We’re tackling the very difficult problem of how to provide dynamic and unpredictable analytics efficiently and at scale, with a set of clients who all have very different data models and organizational needs. We’re very excited not just to continue to improve our existing product, but also to create innovative new technology that fundamentally changes the way the world thinks about cloud data pipelines operating on massive datasets.
You will work directly with clients to write custom ETL pipelines to onboard their data into the MarketDial application. Additionally, you'll collaborate with a small team of data scientists and software developers to build and continuously release features that increase the capability of our architecture. This includes extending our backend analytics jobs, ETL pipelines, and data APIs to provide accurate timely results and access to billions of customer transactions.
- Build analytics tools (Python based) that process customer data to provide timely results to our frontend applications.
- Identify, design, and implement internal process improvements: automating manual processes, optimizing data delivery, re-designing infrastructure for greater scalability, etc.
- Implement processes and systems to monitor data quality, ensuring production data is always accurate and available.
- Work closely with design, product, and operations to own our backend data systems through their entire lifecycle.
- Strong Python and SQL skills.
- Experience with cloud-native infrastructure and tools (Linux, Docker, Kubernetes).
- A DevOps mindset for continuously delivering value in a collaborative team.

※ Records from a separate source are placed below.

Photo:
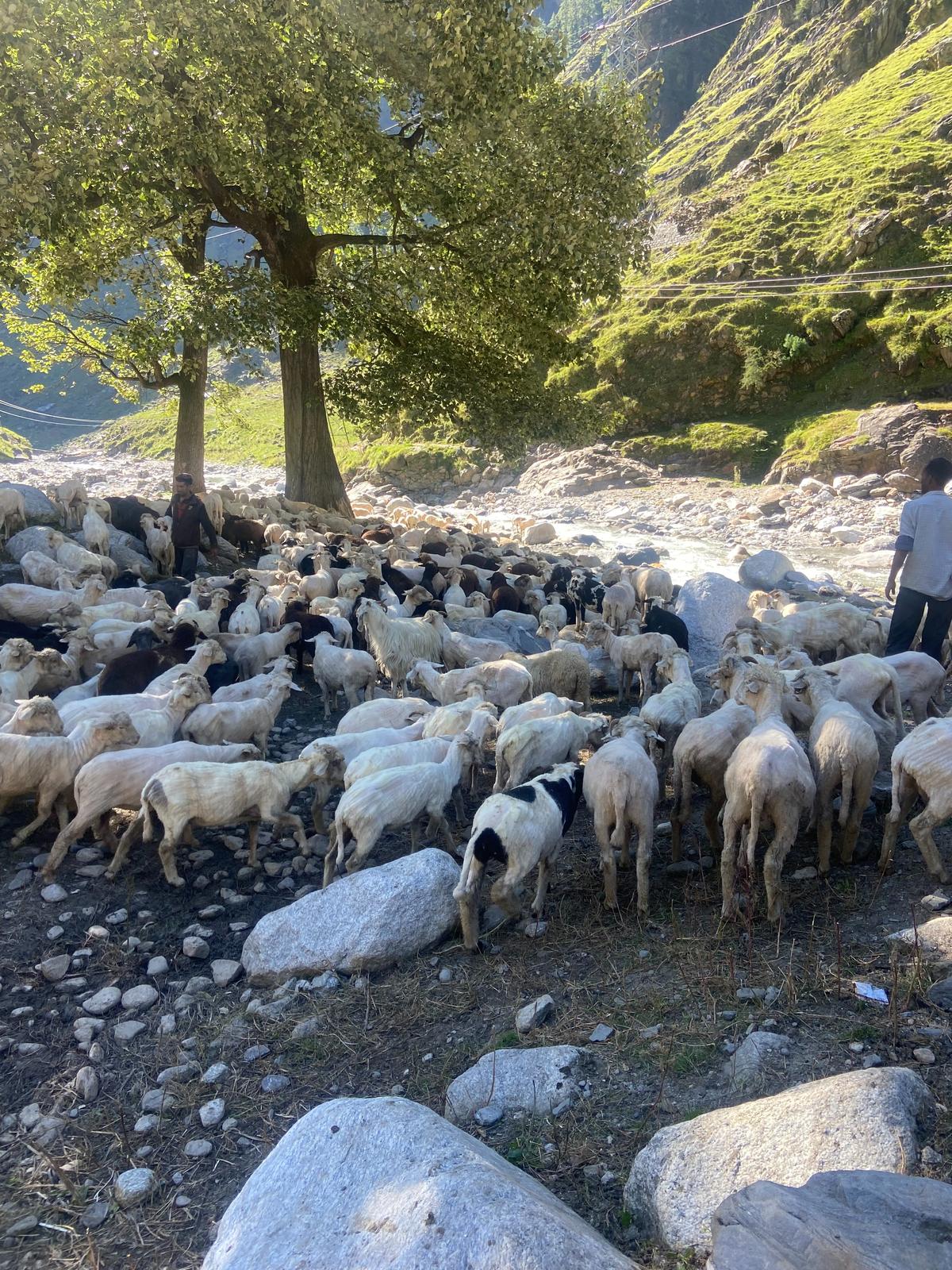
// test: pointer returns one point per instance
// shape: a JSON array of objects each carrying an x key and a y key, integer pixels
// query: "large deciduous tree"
[{"x": 422, "y": 184}]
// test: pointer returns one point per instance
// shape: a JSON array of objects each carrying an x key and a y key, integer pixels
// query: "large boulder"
[
  {"x": 867, "y": 1119},
  {"x": 533, "y": 1081},
  {"x": 710, "y": 606},
  {"x": 362, "y": 922},
  {"x": 852, "y": 1221},
  {"x": 387, "y": 1183},
  {"x": 765, "y": 571},
  {"x": 40, "y": 510}
]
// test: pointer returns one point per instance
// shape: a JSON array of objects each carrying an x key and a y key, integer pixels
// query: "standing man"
[
  {"x": 188, "y": 520},
  {"x": 924, "y": 556}
]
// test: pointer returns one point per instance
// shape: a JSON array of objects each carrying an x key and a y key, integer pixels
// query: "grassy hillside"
[
  {"x": 13, "y": 444},
  {"x": 820, "y": 144},
  {"x": 247, "y": 425}
]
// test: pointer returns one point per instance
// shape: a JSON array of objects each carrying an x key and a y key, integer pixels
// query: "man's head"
[{"x": 937, "y": 474}]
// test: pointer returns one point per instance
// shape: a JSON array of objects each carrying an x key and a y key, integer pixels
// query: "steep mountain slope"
[{"x": 819, "y": 145}]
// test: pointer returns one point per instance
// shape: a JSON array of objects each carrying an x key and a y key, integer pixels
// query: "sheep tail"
[{"x": 757, "y": 806}]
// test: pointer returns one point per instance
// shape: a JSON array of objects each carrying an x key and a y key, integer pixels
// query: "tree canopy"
[{"x": 423, "y": 186}]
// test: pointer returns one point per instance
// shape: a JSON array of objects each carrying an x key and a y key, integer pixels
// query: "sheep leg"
[
  {"x": 470, "y": 908},
  {"x": 862, "y": 789},
  {"x": 777, "y": 852},
  {"x": 904, "y": 794},
  {"x": 920, "y": 827},
  {"x": 132, "y": 836},
  {"x": 647, "y": 838},
  {"x": 545, "y": 873},
  {"x": 167, "y": 855},
  {"x": 729, "y": 864},
  {"x": 44, "y": 810}
]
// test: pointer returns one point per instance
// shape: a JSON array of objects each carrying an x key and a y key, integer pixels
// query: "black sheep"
[{"x": 663, "y": 622}]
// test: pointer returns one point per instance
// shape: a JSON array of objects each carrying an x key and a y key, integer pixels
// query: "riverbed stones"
[
  {"x": 532, "y": 1081},
  {"x": 362, "y": 922},
  {"x": 385, "y": 1181},
  {"x": 765, "y": 571},
  {"x": 863, "y": 1119},
  {"x": 710, "y": 606},
  {"x": 850, "y": 1219}
]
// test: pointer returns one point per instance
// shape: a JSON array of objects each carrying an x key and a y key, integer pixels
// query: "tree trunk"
[
  {"x": 313, "y": 473},
  {"x": 190, "y": 432}
]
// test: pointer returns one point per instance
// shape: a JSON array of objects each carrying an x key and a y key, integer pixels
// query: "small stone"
[
  {"x": 140, "y": 997},
  {"x": 225, "y": 972},
  {"x": 537, "y": 1013},
  {"x": 94, "y": 1216},
  {"x": 54, "y": 968},
  {"x": 196, "y": 948},
  {"x": 213, "y": 1113},
  {"x": 936, "y": 903},
  {"x": 86, "y": 1083},
  {"x": 488, "y": 1117},
  {"x": 127, "y": 1030},
  {"x": 135, "y": 1187},
  {"x": 103, "y": 1003}
]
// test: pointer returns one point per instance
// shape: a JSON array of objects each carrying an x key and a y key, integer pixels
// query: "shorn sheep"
[
  {"x": 844, "y": 756},
  {"x": 768, "y": 778},
  {"x": 186, "y": 795},
  {"x": 922, "y": 768},
  {"x": 522, "y": 829},
  {"x": 113, "y": 781},
  {"x": 397, "y": 797},
  {"x": 621, "y": 791}
]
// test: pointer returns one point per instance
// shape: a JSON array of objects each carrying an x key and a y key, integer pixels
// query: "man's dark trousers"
[
  {"x": 186, "y": 562},
  {"x": 911, "y": 606}
]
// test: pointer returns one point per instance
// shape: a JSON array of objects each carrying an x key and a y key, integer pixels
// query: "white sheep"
[
  {"x": 114, "y": 781},
  {"x": 384, "y": 713},
  {"x": 702, "y": 752},
  {"x": 543, "y": 706},
  {"x": 48, "y": 766},
  {"x": 184, "y": 795},
  {"x": 844, "y": 755},
  {"x": 13, "y": 512},
  {"x": 397, "y": 643},
  {"x": 505, "y": 683},
  {"x": 342, "y": 670},
  {"x": 395, "y": 798},
  {"x": 922, "y": 768},
  {"x": 631, "y": 656},
  {"x": 620, "y": 787},
  {"x": 537, "y": 745},
  {"x": 213, "y": 724},
  {"x": 670, "y": 710},
  {"x": 95, "y": 533},
  {"x": 768, "y": 778},
  {"x": 520, "y": 829}
]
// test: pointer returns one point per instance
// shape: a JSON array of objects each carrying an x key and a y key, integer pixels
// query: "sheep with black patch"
[{"x": 520, "y": 829}]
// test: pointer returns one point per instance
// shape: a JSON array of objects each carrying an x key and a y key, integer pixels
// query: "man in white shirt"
[{"x": 924, "y": 556}]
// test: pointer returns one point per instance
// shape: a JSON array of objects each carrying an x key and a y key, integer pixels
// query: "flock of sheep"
[{"x": 158, "y": 698}]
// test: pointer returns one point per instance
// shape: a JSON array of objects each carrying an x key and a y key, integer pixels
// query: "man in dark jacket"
[{"x": 188, "y": 518}]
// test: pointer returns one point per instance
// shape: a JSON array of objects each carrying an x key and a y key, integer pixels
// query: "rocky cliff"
[{"x": 819, "y": 146}]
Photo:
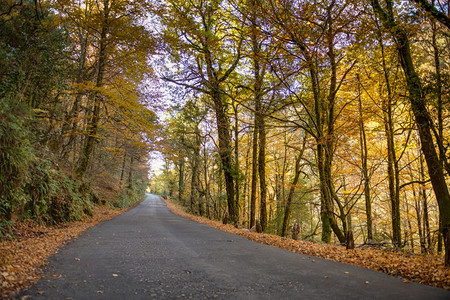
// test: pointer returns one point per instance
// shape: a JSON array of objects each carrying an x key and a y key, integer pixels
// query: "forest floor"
[
  {"x": 22, "y": 258},
  {"x": 425, "y": 269}
]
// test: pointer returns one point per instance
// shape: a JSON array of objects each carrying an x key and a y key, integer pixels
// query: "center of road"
[{"x": 150, "y": 253}]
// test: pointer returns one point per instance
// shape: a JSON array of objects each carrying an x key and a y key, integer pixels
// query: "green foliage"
[
  {"x": 56, "y": 196},
  {"x": 16, "y": 155}
]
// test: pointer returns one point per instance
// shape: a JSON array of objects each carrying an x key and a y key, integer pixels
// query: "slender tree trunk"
[
  {"x": 422, "y": 120},
  {"x": 254, "y": 174},
  {"x": 195, "y": 172},
  {"x": 262, "y": 172},
  {"x": 287, "y": 210},
  {"x": 426, "y": 221},
  {"x": 236, "y": 156},
  {"x": 97, "y": 97},
  {"x": 365, "y": 171},
  {"x": 393, "y": 173}
]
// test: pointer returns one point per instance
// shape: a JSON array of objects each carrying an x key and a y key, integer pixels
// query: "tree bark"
[
  {"x": 97, "y": 96},
  {"x": 422, "y": 119},
  {"x": 365, "y": 171}
]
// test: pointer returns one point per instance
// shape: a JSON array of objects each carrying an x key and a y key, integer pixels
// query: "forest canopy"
[
  {"x": 323, "y": 120},
  {"x": 320, "y": 120},
  {"x": 75, "y": 117}
]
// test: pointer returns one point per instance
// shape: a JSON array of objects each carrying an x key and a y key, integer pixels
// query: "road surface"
[{"x": 150, "y": 253}]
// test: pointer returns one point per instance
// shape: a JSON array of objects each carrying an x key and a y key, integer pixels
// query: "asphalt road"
[{"x": 150, "y": 253}]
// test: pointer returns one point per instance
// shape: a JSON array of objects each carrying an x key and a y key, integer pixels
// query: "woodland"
[
  {"x": 325, "y": 121},
  {"x": 75, "y": 122}
]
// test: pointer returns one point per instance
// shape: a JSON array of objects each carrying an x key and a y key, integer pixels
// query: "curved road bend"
[{"x": 150, "y": 253}]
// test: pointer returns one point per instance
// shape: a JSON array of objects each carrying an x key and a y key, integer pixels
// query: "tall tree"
[{"x": 421, "y": 115}]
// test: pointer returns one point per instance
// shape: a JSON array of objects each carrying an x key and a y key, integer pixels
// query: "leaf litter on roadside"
[
  {"x": 426, "y": 269},
  {"x": 21, "y": 259}
]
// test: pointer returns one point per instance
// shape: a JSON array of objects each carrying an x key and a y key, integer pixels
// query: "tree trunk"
[
  {"x": 422, "y": 120},
  {"x": 287, "y": 210},
  {"x": 97, "y": 96},
  {"x": 262, "y": 172},
  {"x": 365, "y": 171},
  {"x": 393, "y": 173}
]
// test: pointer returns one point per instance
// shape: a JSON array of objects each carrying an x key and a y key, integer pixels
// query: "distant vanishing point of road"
[{"x": 150, "y": 253}]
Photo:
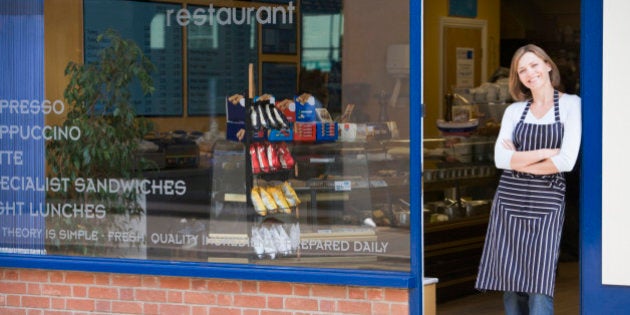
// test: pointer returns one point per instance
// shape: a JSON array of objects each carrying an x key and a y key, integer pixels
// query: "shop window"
[{"x": 288, "y": 177}]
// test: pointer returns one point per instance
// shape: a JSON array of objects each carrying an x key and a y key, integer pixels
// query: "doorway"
[{"x": 556, "y": 28}]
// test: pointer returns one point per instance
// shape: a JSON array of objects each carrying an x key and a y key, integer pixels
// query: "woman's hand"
[
  {"x": 541, "y": 154},
  {"x": 508, "y": 144}
]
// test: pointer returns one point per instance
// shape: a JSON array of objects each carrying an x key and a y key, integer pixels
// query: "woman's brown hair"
[{"x": 519, "y": 91}]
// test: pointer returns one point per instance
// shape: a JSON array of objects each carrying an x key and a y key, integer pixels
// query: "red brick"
[
  {"x": 35, "y": 312},
  {"x": 381, "y": 308},
  {"x": 200, "y": 298},
  {"x": 174, "y": 297},
  {"x": 199, "y": 284},
  {"x": 225, "y": 311},
  {"x": 33, "y": 289},
  {"x": 200, "y": 310},
  {"x": 34, "y": 275},
  {"x": 356, "y": 293},
  {"x": 13, "y": 300},
  {"x": 79, "y": 291},
  {"x": 301, "y": 289},
  {"x": 374, "y": 294},
  {"x": 35, "y": 301},
  {"x": 151, "y": 308},
  {"x": 150, "y": 295},
  {"x": 225, "y": 285},
  {"x": 126, "y": 294},
  {"x": 80, "y": 305},
  {"x": 301, "y": 304},
  {"x": 13, "y": 288},
  {"x": 126, "y": 280},
  {"x": 150, "y": 281},
  {"x": 402, "y": 309},
  {"x": 225, "y": 299},
  {"x": 275, "y": 302},
  {"x": 103, "y": 306},
  {"x": 56, "y": 289},
  {"x": 248, "y": 287},
  {"x": 175, "y": 283},
  {"x": 103, "y": 293},
  {"x": 56, "y": 276},
  {"x": 329, "y": 291},
  {"x": 174, "y": 309},
  {"x": 253, "y": 301},
  {"x": 396, "y": 295},
  {"x": 102, "y": 278},
  {"x": 280, "y": 288},
  {"x": 13, "y": 311},
  {"x": 10, "y": 274},
  {"x": 128, "y": 307},
  {"x": 327, "y": 306},
  {"x": 79, "y": 278},
  {"x": 58, "y": 303},
  {"x": 354, "y": 307}
]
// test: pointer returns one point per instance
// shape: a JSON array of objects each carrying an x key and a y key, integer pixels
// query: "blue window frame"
[{"x": 409, "y": 280}]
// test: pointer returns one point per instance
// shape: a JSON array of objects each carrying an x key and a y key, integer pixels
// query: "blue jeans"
[{"x": 518, "y": 303}]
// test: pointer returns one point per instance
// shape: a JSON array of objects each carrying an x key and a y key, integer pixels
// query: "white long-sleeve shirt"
[{"x": 570, "y": 115}]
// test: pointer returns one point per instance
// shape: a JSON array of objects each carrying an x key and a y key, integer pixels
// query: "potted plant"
[{"x": 99, "y": 104}]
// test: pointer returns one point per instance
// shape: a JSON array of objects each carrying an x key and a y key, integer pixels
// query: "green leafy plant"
[{"x": 99, "y": 104}]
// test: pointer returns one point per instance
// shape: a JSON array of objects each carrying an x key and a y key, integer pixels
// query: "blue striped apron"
[{"x": 522, "y": 242}]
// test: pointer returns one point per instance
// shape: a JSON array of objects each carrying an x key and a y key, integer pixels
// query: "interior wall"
[
  {"x": 434, "y": 10},
  {"x": 63, "y": 35},
  {"x": 370, "y": 26}
]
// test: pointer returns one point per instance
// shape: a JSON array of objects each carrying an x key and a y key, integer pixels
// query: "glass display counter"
[{"x": 459, "y": 180}]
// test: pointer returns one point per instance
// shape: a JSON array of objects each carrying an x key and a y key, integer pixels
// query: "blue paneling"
[
  {"x": 217, "y": 271},
  {"x": 26, "y": 51},
  {"x": 595, "y": 297},
  {"x": 21, "y": 78},
  {"x": 415, "y": 135}
]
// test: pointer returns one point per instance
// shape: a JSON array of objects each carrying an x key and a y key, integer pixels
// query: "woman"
[{"x": 539, "y": 140}]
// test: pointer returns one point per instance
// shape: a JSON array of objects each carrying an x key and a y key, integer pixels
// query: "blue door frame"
[{"x": 595, "y": 298}]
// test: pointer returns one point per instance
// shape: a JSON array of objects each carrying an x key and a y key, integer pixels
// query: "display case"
[
  {"x": 459, "y": 181},
  {"x": 353, "y": 204}
]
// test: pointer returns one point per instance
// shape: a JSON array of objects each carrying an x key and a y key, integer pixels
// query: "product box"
[
  {"x": 305, "y": 108},
  {"x": 326, "y": 131},
  {"x": 304, "y": 131},
  {"x": 287, "y": 107},
  {"x": 235, "y": 109},
  {"x": 351, "y": 132},
  {"x": 275, "y": 135},
  {"x": 234, "y": 130}
]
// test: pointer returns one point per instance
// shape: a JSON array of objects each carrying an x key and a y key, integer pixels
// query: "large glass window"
[{"x": 233, "y": 134}]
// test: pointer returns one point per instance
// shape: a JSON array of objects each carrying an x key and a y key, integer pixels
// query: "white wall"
[{"x": 615, "y": 144}]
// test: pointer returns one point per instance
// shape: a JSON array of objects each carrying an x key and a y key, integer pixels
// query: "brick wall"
[{"x": 30, "y": 292}]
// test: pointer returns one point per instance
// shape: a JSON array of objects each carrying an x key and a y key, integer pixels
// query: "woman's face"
[{"x": 533, "y": 71}]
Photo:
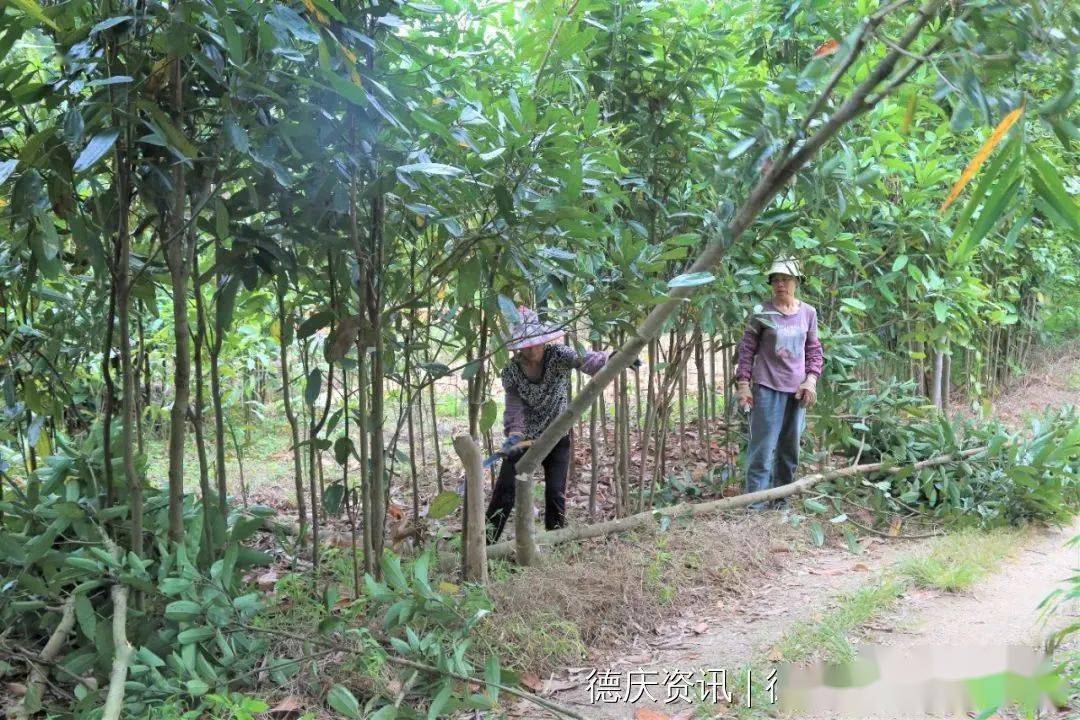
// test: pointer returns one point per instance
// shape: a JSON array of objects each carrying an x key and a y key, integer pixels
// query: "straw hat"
[
  {"x": 784, "y": 266},
  {"x": 530, "y": 331}
]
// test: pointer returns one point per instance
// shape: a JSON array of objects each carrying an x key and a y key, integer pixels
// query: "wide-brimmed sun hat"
[
  {"x": 785, "y": 266},
  {"x": 530, "y": 331}
]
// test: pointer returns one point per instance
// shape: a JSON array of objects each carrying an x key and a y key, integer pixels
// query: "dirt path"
[
  {"x": 726, "y": 635},
  {"x": 967, "y": 635},
  {"x": 999, "y": 611}
]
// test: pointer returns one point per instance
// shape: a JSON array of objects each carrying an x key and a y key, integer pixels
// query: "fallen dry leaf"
[
  {"x": 554, "y": 685},
  {"x": 287, "y": 707},
  {"x": 646, "y": 714},
  {"x": 531, "y": 680},
  {"x": 267, "y": 580},
  {"x": 827, "y": 48}
]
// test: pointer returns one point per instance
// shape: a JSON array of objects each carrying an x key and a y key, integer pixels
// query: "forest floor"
[{"x": 746, "y": 589}]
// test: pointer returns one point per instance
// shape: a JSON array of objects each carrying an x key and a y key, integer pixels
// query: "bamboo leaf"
[
  {"x": 1012, "y": 154},
  {"x": 1051, "y": 189},
  {"x": 981, "y": 157},
  {"x": 431, "y": 168},
  {"x": 35, "y": 11},
  {"x": 691, "y": 280},
  {"x": 7, "y": 168},
  {"x": 95, "y": 150},
  {"x": 342, "y": 701}
]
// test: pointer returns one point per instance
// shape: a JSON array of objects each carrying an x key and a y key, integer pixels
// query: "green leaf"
[
  {"x": 741, "y": 147},
  {"x": 35, "y": 11},
  {"x": 105, "y": 25},
  {"x": 193, "y": 635},
  {"x": 84, "y": 613},
  {"x": 7, "y": 168},
  {"x": 237, "y": 135},
  {"x": 288, "y": 21},
  {"x": 183, "y": 611},
  {"x": 1010, "y": 153},
  {"x": 83, "y": 564},
  {"x": 314, "y": 384},
  {"x": 328, "y": 8},
  {"x": 174, "y": 137},
  {"x": 994, "y": 209},
  {"x": 333, "y": 498},
  {"x": 341, "y": 700},
  {"x": 1050, "y": 188},
  {"x": 313, "y": 324},
  {"x": 431, "y": 168},
  {"x": 487, "y": 416},
  {"x": 95, "y": 150},
  {"x": 691, "y": 280},
  {"x": 342, "y": 448},
  {"x": 441, "y": 700},
  {"x": 509, "y": 310},
  {"x": 392, "y": 571},
  {"x": 443, "y": 504},
  {"x": 197, "y": 688}
]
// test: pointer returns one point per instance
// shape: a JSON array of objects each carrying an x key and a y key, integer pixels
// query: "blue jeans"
[{"x": 775, "y": 425}]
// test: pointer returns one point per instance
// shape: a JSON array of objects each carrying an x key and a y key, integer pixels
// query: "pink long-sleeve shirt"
[{"x": 779, "y": 351}]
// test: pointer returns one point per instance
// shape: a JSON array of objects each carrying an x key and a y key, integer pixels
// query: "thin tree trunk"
[
  {"x": 947, "y": 379},
  {"x": 215, "y": 389},
  {"x": 594, "y": 469},
  {"x": 208, "y": 534},
  {"x": 935, "y": 383},
  {"x": 434, "y": 437},
  {"x": 286, "y": 395},
  {"x": 380, "y": 485},
  {"x": 474, "y": 541},
  {"x": 129, "y": 386}
]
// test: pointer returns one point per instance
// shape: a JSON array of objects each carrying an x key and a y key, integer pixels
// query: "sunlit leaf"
[{"x": 984, "y": 152}]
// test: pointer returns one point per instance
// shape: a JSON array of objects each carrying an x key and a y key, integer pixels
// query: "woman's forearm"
[
  {"x": 593, "y": 361},
  {"x": 747, "y": 348},
  {"x": 814, "y": 355}
]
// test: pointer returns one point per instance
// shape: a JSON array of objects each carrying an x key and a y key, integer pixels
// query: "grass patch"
[
  {"x": 958, "y": 560},
  {"x": 826, "y": 637},
  {"x": 603, "y": 593}
]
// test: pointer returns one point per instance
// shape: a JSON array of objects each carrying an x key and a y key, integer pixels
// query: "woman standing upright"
[
  {"x": 537, "y": 382},
  {"x": 780, "y": 352}
]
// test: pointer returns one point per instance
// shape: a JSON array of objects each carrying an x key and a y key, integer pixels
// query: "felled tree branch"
[
  {"x": 49, "y": 653},
  {"x": 713, "y": 506},
  {"x": 122, "y": 649}
]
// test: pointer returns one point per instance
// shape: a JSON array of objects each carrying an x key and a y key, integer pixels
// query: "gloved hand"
[
  {"x": 807, "y": 394},
  {"x": 743, "y": 396},
  {"x": 511, "y": 440},
  {"x": 634, "y": 364}
]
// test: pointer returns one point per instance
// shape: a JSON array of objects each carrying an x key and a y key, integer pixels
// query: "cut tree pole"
[
  {"x": 796, "y": 153},
  {"x": 475, "y": 535},
  {"x": 713, "y": 506}
]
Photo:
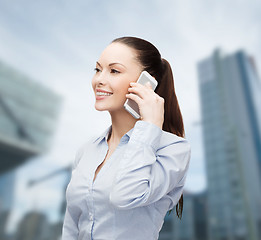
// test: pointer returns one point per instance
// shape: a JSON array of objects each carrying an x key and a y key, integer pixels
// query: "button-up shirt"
[{"x": 130, "y": 196}]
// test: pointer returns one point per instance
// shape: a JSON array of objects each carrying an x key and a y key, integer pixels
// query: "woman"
[{"x": 125, "y": 180}]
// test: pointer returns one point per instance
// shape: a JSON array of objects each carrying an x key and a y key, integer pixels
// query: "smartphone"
[{"x": 130, "y": 105}]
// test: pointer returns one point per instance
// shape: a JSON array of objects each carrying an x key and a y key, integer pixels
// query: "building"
[
  {"x": 28, "y": 116},
  {"x": 230, "y": 94},
  {"x": 34, "y": 226}
]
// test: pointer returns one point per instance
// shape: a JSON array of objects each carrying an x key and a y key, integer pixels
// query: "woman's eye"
[
  {"x": 97, "y": 70},
  {"x": 114, "y": 71}
]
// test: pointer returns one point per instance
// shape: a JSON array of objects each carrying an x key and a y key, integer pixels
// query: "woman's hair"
[{"x": 149, "y": 57}]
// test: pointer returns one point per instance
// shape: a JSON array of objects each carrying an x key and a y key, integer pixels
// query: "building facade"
[{"x": 230, "y": 107}]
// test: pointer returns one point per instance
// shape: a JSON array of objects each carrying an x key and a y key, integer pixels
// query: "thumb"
[{"x": 148, "y": 84}]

Comfortable with Git/Github processes, code review, and CI/CD build automation.
- Automated unit, integration, data quality testing experience.
- Passion for software craftsmanship and clean code.
- A love of continuous learning, improvement, and delivery.
- Comfort in working and communicating with senior executives as well as business analysts.
Nice to have:
- Google Cloud Platform experience (BigQuery, Cloud Storage, PubSub, GKE).
- Experience with statically-typed languages, especially those relevant to data engineering (Scala/Kotlin/Java, Rust, Go).
- Cloud data pipeline tools experience (Apache Beam, Scio, Spark, etc).
- Statistics and machine learning experience.